Quando se compara a participação eleitoral nas
eleições autárquicas de 1976 a 2013, a primeira
tendência que se observa é o aumento gradual da taxa
de abstenção entre as eleições, mesmo entre os
municípios que apresentam menor índice. Outro padrão
observado é o de que os municípios do distrito de
Portalegre (Arronches, Avis, Campo Maior, Crato,
Fronteira, Monforte e Sousel), localizados no Alto
Alentejo, apresentam frequentemente as menores taxas
de abstenção nas eleições autárquicas, assim como nos
concelhos pertencentes às Regiões Autónomas dos
Açores (Corvo e Lajes das Flores) e da Madeira (Porto
Santo e Santa Cruz das Flores).
Dito isto, o histórico de abstenção não abona a favor
dos municípios da Região Autónoma dos Açores. As
elevadas taxas de abstenção eleitoral observadas em
alguns concelhos açoreanos (ex. Calheta, Lagoa, Ponta
Delgada, Ribeira Grande, Vila do Porto e Vila Franca do
Campo) fizeram-se sentir, sobretudo, nos primeiros
ciclos eleitorais após a democratização, embora a capital
da Região Autónoma seja uma repetente nessa matéria.

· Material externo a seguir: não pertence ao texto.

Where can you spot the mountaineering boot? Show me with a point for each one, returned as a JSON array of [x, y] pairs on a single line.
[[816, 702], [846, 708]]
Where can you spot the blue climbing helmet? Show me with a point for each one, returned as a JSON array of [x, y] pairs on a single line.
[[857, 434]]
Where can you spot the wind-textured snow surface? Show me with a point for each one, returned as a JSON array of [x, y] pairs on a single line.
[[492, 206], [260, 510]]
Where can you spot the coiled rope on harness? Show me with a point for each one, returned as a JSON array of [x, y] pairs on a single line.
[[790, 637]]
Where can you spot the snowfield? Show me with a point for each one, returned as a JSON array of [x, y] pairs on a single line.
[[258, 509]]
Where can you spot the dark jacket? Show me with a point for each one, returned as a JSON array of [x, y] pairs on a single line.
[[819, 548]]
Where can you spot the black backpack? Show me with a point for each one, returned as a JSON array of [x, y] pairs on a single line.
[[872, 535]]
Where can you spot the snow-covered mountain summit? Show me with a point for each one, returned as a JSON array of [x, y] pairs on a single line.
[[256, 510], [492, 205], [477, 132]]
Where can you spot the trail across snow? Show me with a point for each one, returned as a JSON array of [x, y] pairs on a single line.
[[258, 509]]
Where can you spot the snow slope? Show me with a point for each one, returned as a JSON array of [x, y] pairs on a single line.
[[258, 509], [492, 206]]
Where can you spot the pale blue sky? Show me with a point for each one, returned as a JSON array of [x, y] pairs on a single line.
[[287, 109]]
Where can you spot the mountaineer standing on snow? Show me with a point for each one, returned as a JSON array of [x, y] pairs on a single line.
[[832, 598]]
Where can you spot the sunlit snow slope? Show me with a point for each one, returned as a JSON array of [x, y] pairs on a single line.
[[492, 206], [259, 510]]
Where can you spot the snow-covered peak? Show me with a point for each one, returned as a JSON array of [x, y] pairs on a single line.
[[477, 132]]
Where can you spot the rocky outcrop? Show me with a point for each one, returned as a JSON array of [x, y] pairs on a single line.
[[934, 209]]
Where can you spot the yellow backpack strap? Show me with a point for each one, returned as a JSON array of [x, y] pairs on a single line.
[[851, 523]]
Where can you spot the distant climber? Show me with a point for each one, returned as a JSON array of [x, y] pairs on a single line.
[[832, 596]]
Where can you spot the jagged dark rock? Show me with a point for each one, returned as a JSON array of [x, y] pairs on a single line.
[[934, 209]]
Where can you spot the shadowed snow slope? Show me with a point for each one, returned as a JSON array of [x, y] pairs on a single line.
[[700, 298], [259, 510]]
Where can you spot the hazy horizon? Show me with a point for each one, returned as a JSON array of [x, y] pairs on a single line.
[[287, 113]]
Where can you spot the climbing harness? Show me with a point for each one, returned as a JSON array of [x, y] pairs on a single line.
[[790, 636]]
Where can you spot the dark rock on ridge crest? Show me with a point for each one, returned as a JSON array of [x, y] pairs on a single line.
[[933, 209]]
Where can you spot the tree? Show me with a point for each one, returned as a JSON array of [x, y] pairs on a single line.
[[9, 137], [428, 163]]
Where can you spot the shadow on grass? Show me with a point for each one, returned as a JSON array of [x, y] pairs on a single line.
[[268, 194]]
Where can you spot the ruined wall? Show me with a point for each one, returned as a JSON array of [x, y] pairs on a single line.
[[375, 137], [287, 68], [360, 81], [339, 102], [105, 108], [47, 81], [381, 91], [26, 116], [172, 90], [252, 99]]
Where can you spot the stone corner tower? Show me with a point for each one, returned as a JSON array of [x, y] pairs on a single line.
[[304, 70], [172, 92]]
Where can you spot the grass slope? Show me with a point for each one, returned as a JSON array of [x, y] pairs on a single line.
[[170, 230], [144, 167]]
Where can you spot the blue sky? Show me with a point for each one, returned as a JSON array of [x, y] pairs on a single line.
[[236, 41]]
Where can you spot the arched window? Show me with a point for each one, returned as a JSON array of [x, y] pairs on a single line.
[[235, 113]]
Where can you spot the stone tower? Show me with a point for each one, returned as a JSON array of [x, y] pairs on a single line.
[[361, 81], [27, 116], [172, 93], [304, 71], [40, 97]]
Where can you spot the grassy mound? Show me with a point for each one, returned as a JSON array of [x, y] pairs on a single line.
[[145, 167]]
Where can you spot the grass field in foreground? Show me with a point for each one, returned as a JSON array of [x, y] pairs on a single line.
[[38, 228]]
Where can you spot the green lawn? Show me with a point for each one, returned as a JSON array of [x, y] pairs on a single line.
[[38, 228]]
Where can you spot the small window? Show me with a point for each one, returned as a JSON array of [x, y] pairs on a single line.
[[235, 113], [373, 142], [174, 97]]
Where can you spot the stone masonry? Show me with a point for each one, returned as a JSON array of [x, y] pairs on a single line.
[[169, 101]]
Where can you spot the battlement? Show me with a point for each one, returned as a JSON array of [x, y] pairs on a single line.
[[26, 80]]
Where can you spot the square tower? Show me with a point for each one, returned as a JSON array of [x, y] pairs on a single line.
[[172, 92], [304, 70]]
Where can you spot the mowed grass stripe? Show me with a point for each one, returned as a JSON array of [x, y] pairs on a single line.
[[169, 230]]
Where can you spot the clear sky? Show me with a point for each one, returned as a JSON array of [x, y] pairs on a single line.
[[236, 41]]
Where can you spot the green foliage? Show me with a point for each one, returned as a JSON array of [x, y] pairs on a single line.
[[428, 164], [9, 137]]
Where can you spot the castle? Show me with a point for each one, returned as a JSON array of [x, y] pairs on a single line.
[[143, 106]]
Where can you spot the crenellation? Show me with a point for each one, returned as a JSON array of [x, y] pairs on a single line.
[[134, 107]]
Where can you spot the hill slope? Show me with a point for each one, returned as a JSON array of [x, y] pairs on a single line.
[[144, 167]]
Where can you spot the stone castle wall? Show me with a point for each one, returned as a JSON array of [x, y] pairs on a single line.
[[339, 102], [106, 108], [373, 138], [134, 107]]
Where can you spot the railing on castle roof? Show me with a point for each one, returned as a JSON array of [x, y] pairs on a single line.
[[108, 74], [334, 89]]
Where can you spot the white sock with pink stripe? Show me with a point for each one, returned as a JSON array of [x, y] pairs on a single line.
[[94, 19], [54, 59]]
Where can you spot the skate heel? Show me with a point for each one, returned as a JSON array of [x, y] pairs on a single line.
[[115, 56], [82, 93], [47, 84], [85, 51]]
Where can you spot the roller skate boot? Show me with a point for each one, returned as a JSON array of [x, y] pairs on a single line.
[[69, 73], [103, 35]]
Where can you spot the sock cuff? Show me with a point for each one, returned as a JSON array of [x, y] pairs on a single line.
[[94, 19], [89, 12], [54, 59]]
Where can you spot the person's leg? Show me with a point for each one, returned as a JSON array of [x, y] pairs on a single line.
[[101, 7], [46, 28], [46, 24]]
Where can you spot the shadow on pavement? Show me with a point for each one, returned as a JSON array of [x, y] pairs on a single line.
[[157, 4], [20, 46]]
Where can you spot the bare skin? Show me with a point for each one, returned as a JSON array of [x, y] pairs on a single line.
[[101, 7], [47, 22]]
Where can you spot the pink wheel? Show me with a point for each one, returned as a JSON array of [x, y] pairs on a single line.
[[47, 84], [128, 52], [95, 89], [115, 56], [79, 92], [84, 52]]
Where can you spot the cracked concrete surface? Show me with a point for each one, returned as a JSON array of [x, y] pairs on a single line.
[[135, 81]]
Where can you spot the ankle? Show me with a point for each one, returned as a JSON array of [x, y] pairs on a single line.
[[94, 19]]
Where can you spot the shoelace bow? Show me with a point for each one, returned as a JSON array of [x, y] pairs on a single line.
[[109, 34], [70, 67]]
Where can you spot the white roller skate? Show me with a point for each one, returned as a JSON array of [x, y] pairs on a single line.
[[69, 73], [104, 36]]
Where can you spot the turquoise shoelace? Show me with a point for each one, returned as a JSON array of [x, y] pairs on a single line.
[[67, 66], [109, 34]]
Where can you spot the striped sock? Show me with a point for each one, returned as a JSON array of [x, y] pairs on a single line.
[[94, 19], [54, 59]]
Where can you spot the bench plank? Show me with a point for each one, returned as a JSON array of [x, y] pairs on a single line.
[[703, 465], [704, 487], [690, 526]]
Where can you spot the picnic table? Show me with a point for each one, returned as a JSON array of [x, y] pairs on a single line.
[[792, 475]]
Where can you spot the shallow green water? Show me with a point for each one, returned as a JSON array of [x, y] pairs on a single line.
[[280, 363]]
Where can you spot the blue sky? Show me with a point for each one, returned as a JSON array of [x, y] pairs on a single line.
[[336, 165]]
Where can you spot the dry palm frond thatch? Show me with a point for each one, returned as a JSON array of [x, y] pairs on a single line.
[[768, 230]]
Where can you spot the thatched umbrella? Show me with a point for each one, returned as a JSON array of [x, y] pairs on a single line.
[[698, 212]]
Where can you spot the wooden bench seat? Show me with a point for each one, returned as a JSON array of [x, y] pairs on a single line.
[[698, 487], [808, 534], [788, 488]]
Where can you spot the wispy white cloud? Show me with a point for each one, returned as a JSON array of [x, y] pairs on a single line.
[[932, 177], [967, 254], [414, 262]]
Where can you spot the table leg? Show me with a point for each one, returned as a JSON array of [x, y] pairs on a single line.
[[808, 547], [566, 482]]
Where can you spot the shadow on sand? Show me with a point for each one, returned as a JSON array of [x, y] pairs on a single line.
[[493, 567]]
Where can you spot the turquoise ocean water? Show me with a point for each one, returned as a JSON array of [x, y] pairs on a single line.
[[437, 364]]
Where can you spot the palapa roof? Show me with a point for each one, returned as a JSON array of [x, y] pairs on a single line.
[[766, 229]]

Este padrão de altas taxas de abstenção também é
observado nos municípios dos distritos de Setúbal
(Almada, Moita, Montijo, Palmela, Seixal, Sesimbra e
Setúbal) e de Lisboa (Cascais), principalmente a partir das
eleições de 2001. De acordo com dados do INE, tanto
os municípios da Região Autónoma dos Açores, e em
particular em Ponta Delgada, como os da Área
Metropolitana de Lisboa foram fortemente atingidos
pelo fenómeno da emigração, em diferentes vagas, o
que poderá ajudar a explicar os elevados índices de
abstenção registados nas eleições autárquicas.